Industrial production was basically unchanged last month, the Federal Reserve reports. Economists were expecting a substantial rise and so today’s update was a negative surprise. Is that a sign of trouble for the economy? No, not really, at least not yet. Industrial production alone isn’t all that valuable as a forward-looking measure of the business cycle, although it does tend to confirm other warning signs when recession risk is rising. By that standard, there’s not much going on here since the annual pace of industrial production is still growing at a healthy clip. If you’re looking for a smoking gun that tells us the economy’s set to tumble, you won’t find it here. Sure, it could be the start of something worrisome, but it might just as easily turn out to be noise, and so the net result at the moment is that today’s data point is more or less a wash.

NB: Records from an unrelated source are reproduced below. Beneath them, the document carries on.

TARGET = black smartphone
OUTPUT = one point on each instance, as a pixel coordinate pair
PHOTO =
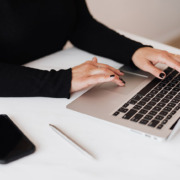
(13, 143)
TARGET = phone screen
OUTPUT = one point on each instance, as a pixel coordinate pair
(13, 143)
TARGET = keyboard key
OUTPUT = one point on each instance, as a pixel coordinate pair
(158, 117)
(147, 107)
(160, 95)
(171, 105)
(137, 97)
(174, 81)
(123, 110)
(173, 93)
(148, 117)
(143, 121)
(177, 96)
(162, 84)
(150, 95)
(158, 88)
(156, 99)
(153, 113)
(131, 101)
(171, 84)
(169, 117)
(149, 86)
(143, 111)
(138, 107)
(167, 88)
(164, 100)
(163, 92)
(161, 104)
(129, 114)
(153, 123)
(173, 112)
(163, 113)
(175, 100)
(168, 70)
(156, 108)
(160, 126)
(154, 91)
(125, 105)
(177, 78)
(116, 113)
(175, 89)
(141, 103)
(136, 118)
(146, 99)
(164, 121)
(152, 103)
(168, 109)
(169, 96)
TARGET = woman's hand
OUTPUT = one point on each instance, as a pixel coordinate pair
(91, 73)
(146, 58)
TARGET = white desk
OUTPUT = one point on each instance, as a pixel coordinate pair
(120, 154)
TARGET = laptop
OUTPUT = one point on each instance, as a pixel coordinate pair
(145, 105)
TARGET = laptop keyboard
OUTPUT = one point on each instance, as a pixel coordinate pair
(156, 103)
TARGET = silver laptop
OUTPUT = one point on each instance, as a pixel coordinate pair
(145, 105)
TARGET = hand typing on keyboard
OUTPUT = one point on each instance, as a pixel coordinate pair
(146, 58)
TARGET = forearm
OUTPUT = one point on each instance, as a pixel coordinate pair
(92, 36)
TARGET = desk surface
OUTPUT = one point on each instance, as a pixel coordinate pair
(120, 154)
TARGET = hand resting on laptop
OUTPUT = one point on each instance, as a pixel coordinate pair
(145, 58)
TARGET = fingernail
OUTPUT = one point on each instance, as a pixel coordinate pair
(122, 80)
(112, 75)
(162, 75)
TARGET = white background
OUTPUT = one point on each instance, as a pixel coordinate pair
(155, 19)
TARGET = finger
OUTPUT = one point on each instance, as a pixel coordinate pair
(116, 71)
(175, 56)
(100, 78)
(149, 67)
(94, 59)
(101, 70)
(171, 62)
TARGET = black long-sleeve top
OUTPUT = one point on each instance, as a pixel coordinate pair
(30, 29)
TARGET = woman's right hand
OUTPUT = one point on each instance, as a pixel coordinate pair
(91, 73)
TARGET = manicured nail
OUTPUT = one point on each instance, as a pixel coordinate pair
(162, 75)
(122, 80)
(112, 75)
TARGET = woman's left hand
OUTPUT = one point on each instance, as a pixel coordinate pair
(146, 58)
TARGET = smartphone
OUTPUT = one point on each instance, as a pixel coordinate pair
(13, 143)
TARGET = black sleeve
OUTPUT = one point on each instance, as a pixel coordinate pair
(94, 37)
(21, 81)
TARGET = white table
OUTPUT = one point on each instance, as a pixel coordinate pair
(120, 154)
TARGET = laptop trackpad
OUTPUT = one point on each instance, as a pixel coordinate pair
(132, 82)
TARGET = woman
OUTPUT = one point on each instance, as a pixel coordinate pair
(30, 29)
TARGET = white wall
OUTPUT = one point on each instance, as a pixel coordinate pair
(155, 19)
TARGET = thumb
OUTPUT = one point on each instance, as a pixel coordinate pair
(94, 59)
(154, 70)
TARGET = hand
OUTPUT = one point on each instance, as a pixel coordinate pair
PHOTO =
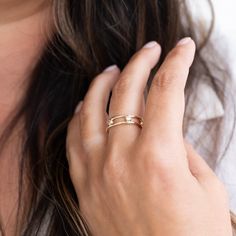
(148, 181)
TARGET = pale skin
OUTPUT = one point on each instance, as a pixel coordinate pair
(22, 37)
(130, 181)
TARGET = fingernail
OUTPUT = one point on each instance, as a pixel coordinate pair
(184, 41)
(111, 68)
(150, 44)
(78, 107)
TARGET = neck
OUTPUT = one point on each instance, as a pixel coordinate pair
(21, 42)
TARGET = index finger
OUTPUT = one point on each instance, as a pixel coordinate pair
(165, 102)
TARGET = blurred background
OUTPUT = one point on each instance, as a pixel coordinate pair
(225, 28)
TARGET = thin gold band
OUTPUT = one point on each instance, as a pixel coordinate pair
(124, 120)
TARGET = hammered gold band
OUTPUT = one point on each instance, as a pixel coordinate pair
(124, 120)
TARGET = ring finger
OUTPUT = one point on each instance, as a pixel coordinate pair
(128, 92)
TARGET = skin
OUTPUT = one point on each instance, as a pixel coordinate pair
(23, 34)
(147, 181)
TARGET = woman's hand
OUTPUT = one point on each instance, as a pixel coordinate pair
(133, 181)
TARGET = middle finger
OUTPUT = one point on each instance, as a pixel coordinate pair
(128, 93)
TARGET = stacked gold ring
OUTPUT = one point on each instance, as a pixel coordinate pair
(124, 120)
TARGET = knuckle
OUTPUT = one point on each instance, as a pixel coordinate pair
(122, 85)
(164, 80)
(85, 113)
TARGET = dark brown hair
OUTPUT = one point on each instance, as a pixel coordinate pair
(89, 36)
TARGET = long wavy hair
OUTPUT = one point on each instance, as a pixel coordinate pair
(87, 37)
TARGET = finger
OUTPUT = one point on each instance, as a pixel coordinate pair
(88, 126)
(197, 165)
(165, 103)
(128, 93)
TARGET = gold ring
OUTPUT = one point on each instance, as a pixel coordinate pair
(124, 120)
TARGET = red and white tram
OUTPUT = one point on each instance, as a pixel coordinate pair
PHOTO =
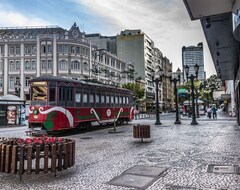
(61, 103)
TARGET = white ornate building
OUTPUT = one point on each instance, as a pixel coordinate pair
(28, 52)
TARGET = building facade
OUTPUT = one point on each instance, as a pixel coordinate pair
(135, 45)
(191, 56)
(26, 53)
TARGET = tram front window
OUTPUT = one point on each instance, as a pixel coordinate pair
(39, 95)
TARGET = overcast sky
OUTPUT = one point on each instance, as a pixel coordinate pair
(166, 22)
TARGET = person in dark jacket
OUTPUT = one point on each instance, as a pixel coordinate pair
(214, 111)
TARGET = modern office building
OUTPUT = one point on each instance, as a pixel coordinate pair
(191, 56)
(137, 47)
(28, 52)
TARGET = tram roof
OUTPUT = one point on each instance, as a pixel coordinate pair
(68, 80)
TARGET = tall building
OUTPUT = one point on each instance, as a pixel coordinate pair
(137, 47)
(191, 56)
(104, 42)
(27, 52)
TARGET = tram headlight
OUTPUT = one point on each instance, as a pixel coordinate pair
(35, 111)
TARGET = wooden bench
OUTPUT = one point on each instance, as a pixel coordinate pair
(28, 132)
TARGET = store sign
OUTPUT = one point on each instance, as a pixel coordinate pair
(11, 115)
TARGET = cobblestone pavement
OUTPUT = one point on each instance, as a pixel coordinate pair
(185, 150)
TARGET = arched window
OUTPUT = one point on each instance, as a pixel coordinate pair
(75, 65)
(63, 65)
(12, 66)
(85, 66)
(33, 64)
(17, 65)
(27, 65)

Even after last month’s flat performance, industrial production rose 3.4% over the past 12 months. As the chart below shows, that’s a fairly high rate relative to the pre-recession economy. It’s down from post-recession rebound rates of 2010, but those elevations weren’t sustainable once the economy moved closer to something approximating normality.
Meanwhile, even though industrial production overall was flat, there was growth in certain sectors, notably: business equipment-related manufacturing, which popped 1.8% last month, building on a strong 1.4% rise in December. This was offset in construction and materials sectors, and a slight dip in consumer-related production. Then again, one month doesn’t mean much—rather, it’s the trend that’s crucial, and as the chart above reminds there’s nothing particularly problematic in the numbers on that score. Growth, in short, is still the path of least resistance.
As David Sloan of IFR Economics explains via Reuters:
January industrial production with an unchanged headline fell well short of expectations for a 0.7% increase, but the disappointing headline conceals positive details in the breakdown. Manufacturing saw a healthy 0.7% increase, though over half of this came from autos, with the overall number restrained by weakness in utilities (-2.5%, a second straight steep fall due to a mild winter) and a less easy to explain 1.8% fall in mining. What are however most notable are unusually sharp upward back month revisions. December is now seen as up 1.0% rather than 0.4% with December manufacturing output up 1.5% rather than 0.9%. With November also revised up December’s net revisions total +0.8% for overall industrial production and +0.7% for manufacturing. Despite the weaker than expected headline, this report is showing a significant recent acceleration in manufacturing output.